What cookie weight will divide the lightest 20% from the heaviest
80%?
qnorm(.2,mean=180,sd=20)
## [1] 163.1676
The following game is offered in a casino. An employee flips a coin 20 times, but the player does not see the outcomes of these coin flips. After each flip of the coin the player has to guess whether the coin turned up head or tail. At the end the player receives k dollars, where k is the number of correct guesses, except that if she guesses all twenty coin flips correctly, then she will receive an additional 10,000,000 dollars (so in that case the total reward will be 10, 000, 000 + 20 = 10, 000, 020 dollars)
\[ \begin{align} \mu &=\sum_{i=1}^{n} x_i p_i\\ &=x_1p_1+x_2p_2\\ &=(20*.5)+(10000000\times.5^{20})\\ &=10+9.536743\\ &\approx 19.54 \end{align} \]
The probability of zero correct guesses is the same as the probability of 20 correct guesses, so the expected amount of winnings will be the same, that is, 19.5 dollars.
There is a game in a casino with the following rules.

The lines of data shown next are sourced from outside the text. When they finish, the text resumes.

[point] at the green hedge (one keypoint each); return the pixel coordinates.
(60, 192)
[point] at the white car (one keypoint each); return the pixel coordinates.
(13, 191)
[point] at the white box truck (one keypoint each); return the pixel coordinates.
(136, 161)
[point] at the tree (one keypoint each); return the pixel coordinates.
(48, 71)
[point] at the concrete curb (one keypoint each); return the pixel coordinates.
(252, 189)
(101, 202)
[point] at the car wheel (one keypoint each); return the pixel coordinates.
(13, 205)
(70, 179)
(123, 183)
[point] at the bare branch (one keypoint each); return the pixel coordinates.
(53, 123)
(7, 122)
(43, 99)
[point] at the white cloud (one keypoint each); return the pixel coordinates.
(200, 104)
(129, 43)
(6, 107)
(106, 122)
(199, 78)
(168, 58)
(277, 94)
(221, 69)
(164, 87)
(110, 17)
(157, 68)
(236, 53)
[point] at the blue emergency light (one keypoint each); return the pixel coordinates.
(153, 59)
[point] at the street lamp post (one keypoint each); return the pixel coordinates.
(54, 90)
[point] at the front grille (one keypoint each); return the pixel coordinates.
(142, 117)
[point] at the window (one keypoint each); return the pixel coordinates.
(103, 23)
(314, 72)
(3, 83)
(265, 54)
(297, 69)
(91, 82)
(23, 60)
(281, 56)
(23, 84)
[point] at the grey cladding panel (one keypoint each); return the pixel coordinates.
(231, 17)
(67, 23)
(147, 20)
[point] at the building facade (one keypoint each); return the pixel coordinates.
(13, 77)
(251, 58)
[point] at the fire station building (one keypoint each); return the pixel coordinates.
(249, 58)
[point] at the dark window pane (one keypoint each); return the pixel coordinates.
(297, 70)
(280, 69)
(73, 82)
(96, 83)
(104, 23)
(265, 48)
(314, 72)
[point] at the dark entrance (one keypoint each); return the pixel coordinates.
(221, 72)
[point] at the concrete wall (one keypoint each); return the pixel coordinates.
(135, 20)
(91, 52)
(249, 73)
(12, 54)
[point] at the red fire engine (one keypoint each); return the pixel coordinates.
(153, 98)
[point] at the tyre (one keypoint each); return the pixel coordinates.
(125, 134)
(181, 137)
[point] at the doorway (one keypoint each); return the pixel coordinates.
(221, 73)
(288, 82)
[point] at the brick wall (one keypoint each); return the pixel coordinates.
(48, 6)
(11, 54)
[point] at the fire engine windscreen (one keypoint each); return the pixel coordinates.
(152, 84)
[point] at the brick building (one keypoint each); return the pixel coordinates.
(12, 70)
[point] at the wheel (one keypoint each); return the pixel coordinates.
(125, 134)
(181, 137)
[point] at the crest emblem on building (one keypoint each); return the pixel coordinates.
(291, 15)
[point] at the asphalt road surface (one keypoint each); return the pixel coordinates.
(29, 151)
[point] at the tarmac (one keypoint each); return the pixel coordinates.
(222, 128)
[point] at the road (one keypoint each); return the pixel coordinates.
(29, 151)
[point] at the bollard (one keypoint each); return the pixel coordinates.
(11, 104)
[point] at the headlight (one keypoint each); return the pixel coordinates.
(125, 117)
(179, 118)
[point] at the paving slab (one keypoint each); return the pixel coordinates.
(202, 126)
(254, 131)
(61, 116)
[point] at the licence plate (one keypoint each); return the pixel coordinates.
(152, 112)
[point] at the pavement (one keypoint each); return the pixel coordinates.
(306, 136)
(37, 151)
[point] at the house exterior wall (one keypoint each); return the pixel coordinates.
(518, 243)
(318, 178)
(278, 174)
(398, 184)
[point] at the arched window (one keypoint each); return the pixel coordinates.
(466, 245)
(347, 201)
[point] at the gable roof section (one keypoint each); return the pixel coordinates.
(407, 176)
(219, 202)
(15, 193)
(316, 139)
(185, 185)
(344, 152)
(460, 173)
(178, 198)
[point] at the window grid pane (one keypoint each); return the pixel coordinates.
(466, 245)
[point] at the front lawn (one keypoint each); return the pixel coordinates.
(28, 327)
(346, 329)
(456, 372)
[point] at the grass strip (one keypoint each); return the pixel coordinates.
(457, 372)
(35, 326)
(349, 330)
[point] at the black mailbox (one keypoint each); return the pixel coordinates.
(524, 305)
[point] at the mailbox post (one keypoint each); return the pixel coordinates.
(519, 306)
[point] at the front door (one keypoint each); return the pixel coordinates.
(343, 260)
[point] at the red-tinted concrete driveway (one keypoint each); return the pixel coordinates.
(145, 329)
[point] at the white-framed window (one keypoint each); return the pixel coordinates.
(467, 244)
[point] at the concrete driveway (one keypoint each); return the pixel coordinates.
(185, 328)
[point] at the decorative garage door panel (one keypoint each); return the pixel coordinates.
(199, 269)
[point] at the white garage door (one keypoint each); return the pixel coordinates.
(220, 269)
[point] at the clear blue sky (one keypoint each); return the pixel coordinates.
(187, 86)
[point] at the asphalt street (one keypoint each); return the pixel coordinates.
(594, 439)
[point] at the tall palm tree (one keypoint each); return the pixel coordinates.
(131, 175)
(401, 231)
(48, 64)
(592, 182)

A machine generates a random number \(X\) from a normal distribution with mean \(100\) and standard deviation \(10\). If \(X\) is at least \(100\) then the player receives the amount \(X − 100\) dollars. If \(X\) is below \(100\) then the player pays \(100 − X\) dollars. Let \(Y\) be the amount the player is going to win, with the understanding that \(Y\) is negative if the player has to pay. For example, if \(X = 109\) then \(Y =9\),and if \(X=95\) then \(Y =−5\).
What is the expected value of \(Y\)? (10 pts.)
Since \(Y = X − 100\) and \(X\) has expected value \(100\), thus \(Y\) has expected value \(0\)
What is the standard deviation of \(Y\)?
The deviation of \(Y\) from \(0\) is exactly the same as the deviation of
\(X\) from \(100\), so the standard deviation of \(Y\) is also \(10\).
A player plans to play this game 20 times. What is the
probability that at least 5 times out of the 20 games she will win more
than 13 dollars? (10 pts.)
There are two things to consider in this situation:
1-pnorm(113,mean=100,sd=10)
## [1] 0.09680048
At each game the probability of winning more than 13 dollars is
0.097.
Winning at whatever number of times where each trial is either win or
lose is a binomial distribution. The pbinom() takes one
less the desired wins, the total number of trials, and the probability
of the win, which is in this case is winning more than $13.
\[ \begin{align} P(W\geq X)&=1-\text{pbinom}((X-1),n,\text{prob})\\ P(W\geq5)&=1-\text{pbinom}((5-1),\text{size}=20,\text{prob}=.097)\\ &=0.03855293 \end{align} \]
1-pbinom(4,20,.097)
## [1] 0.03855293
Hence the probability that the player wins more than 13 dollars at least 5 times is 0.04.